Truth be told, I should have set the painting aside for a day and returned to it with fresher eyes. Then, with renewed perspective, I should have spent some time to figure out how to turn the piece around and into something I actually liked. Once the new plan had been formulated, I should have taken it to a new surface and restarted the piece from scratch.

Instead, I kept futzing with it, tweaking it, painting things out then painting them back in. Before long, it was about turning the piece in so I could wash my hands of it. And that's pretty much what went down.

©Wizards of the Coast
The end result is more polished than I ever wanted it to be, measures 14" x 11" and is oil on hardboard.

Grim Roustabout was part for a job that came at a scary time for me. It was last November into December and Amy had been out of work for a few months. Having had no luck finding a new job in Boston the probability of having to move back to New York began to rise rapidly. At the beginning of the job there was no plan for our next step. By the end of it, however, the plan was set and the move was certain. To say that the fear and the stress (not to mention my fears of the stress to come) had no affect on this job would be a lie. It would also be a lie to say that the legwork required to form the plan and take the necessary steps to enact said plan had no impact. An awful lot of time was spent away from my easel, and indeed the weekend before the job was due I was out looking at new apartments instead of fixing what I felt was fundamentally broken.

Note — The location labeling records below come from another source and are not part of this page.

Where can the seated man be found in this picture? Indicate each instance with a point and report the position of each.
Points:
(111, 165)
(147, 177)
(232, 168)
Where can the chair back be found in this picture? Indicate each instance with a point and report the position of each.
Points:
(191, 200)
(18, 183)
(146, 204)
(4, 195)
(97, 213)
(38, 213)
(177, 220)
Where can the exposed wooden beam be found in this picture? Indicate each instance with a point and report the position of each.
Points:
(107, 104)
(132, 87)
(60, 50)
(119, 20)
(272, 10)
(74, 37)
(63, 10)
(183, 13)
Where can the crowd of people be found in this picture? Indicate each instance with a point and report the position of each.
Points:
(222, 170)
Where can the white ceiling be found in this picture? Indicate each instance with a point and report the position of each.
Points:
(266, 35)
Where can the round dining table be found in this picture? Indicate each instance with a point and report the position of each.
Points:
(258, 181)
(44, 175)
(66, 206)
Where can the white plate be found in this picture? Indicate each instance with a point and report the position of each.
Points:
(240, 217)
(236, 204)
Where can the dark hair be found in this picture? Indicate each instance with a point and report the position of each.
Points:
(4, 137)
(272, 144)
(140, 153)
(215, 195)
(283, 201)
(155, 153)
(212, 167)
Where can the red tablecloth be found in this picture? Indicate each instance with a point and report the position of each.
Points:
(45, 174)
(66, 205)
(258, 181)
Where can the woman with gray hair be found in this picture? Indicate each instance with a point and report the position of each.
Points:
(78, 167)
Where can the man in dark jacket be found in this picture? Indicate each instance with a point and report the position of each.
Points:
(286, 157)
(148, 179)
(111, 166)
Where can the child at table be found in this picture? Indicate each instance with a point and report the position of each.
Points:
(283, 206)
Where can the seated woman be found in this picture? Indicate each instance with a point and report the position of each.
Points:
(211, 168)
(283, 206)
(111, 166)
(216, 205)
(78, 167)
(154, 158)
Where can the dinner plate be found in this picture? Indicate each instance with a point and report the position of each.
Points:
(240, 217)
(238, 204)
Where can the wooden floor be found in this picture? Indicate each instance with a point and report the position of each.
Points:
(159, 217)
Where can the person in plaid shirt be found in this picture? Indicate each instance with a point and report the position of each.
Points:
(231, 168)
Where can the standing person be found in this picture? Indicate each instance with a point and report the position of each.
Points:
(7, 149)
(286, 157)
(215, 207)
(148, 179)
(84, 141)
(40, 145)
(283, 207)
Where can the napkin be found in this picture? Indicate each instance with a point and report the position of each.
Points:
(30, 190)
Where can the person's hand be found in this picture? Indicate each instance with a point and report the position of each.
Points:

While the circumstances taking place behind the scenes were a definite factor, the truth is that I do have some very real issues with the piece and still wish I'd started over. Though I can't be certain that a repaint would have solved all the issues, at the very least I could have built the whole thing up with thinner paint which would likely have given me brighter, purer colors throughout. It's also possible that the thinness of the paint could have preserved some of the sketchiness I was hoping for in the paint application. But, alas, that never happened. I have the piece that I have. And within that piece, I could stand to see the skeleton be a shade or two darker and I feel like I could have better utilized the smoke and sparks to better control the eye. Perhaps I'd change a detail or two about the pose, as well.

I think what I really need, though, is another year or so to pass. With a bit more time, the tension that rises in my gut every time I see this piece will fade. Either way, I'll have to move on and continue to hope that one day pieces like this won't matter so much.